Minneapolis, MN 55418
A diagnosis does not define who you are,
or will become...
What follows is a collaboratively produced diagnosis disclaimer that I use in my informed consent. Truly giving informed consent in a relationally ethical way means explaining what diagnosis is and that it is required and what the potential effects of having a diagnosis may be. This was first created in my Advance Narrative Practice Group at Evanston Family Therapy Center under the mentorship of Jill Freedman and Gene Combs. Members of the group who created it, included: Suzanne Gazzolo, Matthew Mooney, Tzu-Ping Cheng, Timothy Corvidae, Josh Mark, and Jason Kae-Smith. It has been molded and updated and passed around. This version is my own most recent version. We share this widely and generously and ask that
you cite the path from which you received it and give credit to this group of narrative therapists. Thanks!
III. Diagnosis, Prognosis and Alternatives to Treatment
Disclaimer: A diagnosis does not define who a person is. It is a particular kind of, singular, overly simplified description created at a specific moment in time to depict actions and effects but does not explain how they came to be.
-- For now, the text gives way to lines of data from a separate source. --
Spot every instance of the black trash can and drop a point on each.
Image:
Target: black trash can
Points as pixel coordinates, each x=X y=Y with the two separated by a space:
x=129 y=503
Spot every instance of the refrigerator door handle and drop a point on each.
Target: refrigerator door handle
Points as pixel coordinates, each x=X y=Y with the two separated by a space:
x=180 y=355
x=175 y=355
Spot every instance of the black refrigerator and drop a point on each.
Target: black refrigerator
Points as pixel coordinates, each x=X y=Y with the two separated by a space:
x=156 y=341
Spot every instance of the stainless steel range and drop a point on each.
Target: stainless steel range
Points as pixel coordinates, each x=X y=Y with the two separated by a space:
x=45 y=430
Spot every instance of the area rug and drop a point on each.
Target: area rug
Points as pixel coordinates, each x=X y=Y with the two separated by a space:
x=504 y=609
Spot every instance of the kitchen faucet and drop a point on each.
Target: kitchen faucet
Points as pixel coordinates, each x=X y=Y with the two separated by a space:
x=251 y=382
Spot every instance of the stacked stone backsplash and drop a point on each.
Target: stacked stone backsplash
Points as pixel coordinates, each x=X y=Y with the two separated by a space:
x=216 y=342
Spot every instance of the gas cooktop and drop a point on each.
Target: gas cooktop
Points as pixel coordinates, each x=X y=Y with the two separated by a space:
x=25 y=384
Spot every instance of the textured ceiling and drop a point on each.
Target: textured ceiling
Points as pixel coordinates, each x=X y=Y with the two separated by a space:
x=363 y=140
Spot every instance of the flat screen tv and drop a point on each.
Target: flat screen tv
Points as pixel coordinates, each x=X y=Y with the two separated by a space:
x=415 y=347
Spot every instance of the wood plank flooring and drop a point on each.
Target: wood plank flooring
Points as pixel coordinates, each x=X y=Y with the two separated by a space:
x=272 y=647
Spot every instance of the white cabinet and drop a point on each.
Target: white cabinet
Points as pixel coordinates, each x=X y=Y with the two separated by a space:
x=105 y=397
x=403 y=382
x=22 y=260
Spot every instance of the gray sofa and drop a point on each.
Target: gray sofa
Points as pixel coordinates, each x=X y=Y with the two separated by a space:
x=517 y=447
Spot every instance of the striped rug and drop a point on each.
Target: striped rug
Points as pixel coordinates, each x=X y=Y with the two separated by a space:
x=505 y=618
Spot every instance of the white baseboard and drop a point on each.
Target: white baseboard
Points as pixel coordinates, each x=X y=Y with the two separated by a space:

Mental Health diagnoses are different than other medical diagnoses in that they do not represent proven organic pathology. Diagnosis is a shorthand method of communication among clinicians and businesspeople used for classification and insurance purposes and should never be used to define a person or their worth. Diagnosis can have effects on future employment opportunities, or ability to gain employment and other potential effects and therefore should be done with great care. Clinicians, businesspeople, and all involved in therapeutic consultation should actively challenge the ways diagnoses limit perceptions of people; and strive to situate diagnoses in context while adding complex descriptions of the person that include skills and abilities.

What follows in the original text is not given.